Claire cleared the fire-doors just moments before they sealed the lab. She knew they would hold for a while, but still ran down the corridor dragging the unconscious Doctor behind her. He out-massed her by a wide margin, but she severely outmuscled him.

The outer doors irised out of their way, and she dragged the Doctor to a clear space on the floor. There was no time for niceties. Without hesitation she drove a large catheter into the Femoral artery in his thigh, leaving the unsecured end to spasm as blood pumped through it onto the floor.

She tore through the supply cabinets and returned with a cryogel pack and injector, which she hurriedly assembled and drove through his chest and into his heart. The gel pack flooded his vital organs with its oxygen rich preservative while Claire counted the agonizing minutes, his life pooling on the floor, sticky about her feet.

When she was sure the bleeding had stopped, she set to with a scalpel, quickly removing every appendage that was too big to fit into a cryocan. When she was finished, the Doctor had been reduced to a head and torso, limbs cut clean revealing the pink sponge-like gel that had replaced all his bodily fluid.

Outside she could hear heavy equipment at the fire-doors. They’d be through in a matter of minutes and could not be allowed to capture her. What she knew they would extract bit by bit, cell by data saturated cell until not even the one with her name on it remained intact.

She hoisted the Doctor from the floor, abandoning the off-cut pieces and carried him to the reactor anti-chamber. She retrieved a cryocan from the lab and hurriedly stuffed him inside. Slipping the wiring harness into place and pushing the steel pickups in through unfeeling flesh she paused, bent, and kissed his cooling lips.

She sealed the canister and hoisted it over the railing, leapt gazelle-like after it and bending nearly double, at a run pushed the canister across the safety apron and launched it into the pool of coolant. She watched for a moment to be sure it sank before sprinting back across the steel floor, hurdling the railing and hurtling back through the lab, opening valves and spilling large containers of chemicals. Corrosives splashed at her skin, but she ignored her burning flesh, focused instead on priming an explosive cocktail in the tightly enclosed room.

Satisfied that there would be no evidence left behind, she dropped into a chair and jacked a fibre cable through the pickup in her ear.

“Claire. Emergency upload protocol. Tango Romeo Uniform Sierra Tango.”

A voice in her head responded, “Charlie Lima Alpha bio acknowledged. Outbound transmissions offline.”

“Override. Nuclear environmental reporting channel. Possible burn-through.”
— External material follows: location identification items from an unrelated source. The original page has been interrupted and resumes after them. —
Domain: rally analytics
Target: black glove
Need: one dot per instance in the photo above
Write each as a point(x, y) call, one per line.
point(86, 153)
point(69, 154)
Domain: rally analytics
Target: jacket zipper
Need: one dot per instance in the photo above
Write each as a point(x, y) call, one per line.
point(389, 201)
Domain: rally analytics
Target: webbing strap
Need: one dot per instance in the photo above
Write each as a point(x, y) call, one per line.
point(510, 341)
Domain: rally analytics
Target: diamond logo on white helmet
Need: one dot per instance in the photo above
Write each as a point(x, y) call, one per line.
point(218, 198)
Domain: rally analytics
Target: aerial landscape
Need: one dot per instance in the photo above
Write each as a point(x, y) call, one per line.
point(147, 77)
“Override engaged. Nuclear EV channel online. Destination EPA.”

“Override. Destination random. Public internet cafe. Sweden.”

“Override engaged. Upload commencing.”

Claire felt her life siphoning from her physical self and flood out onto the network, and as she became less aware of the burning of her flesh, she became instantly aware of the Special Ops forces breaching the outer fire door, of the agents surrounding the complex, and of the intense fireball that erupted from the lab, vapourizing the recent incarnation of Claire in flesh and the scraps of the Doctor she’d scattered on the floor.

As she poured from the back channel out on the nets into Sweden, she hoped she could highjack a body at least as capable as the one she’d abandoned. She was going to need something special to get her Doctor back.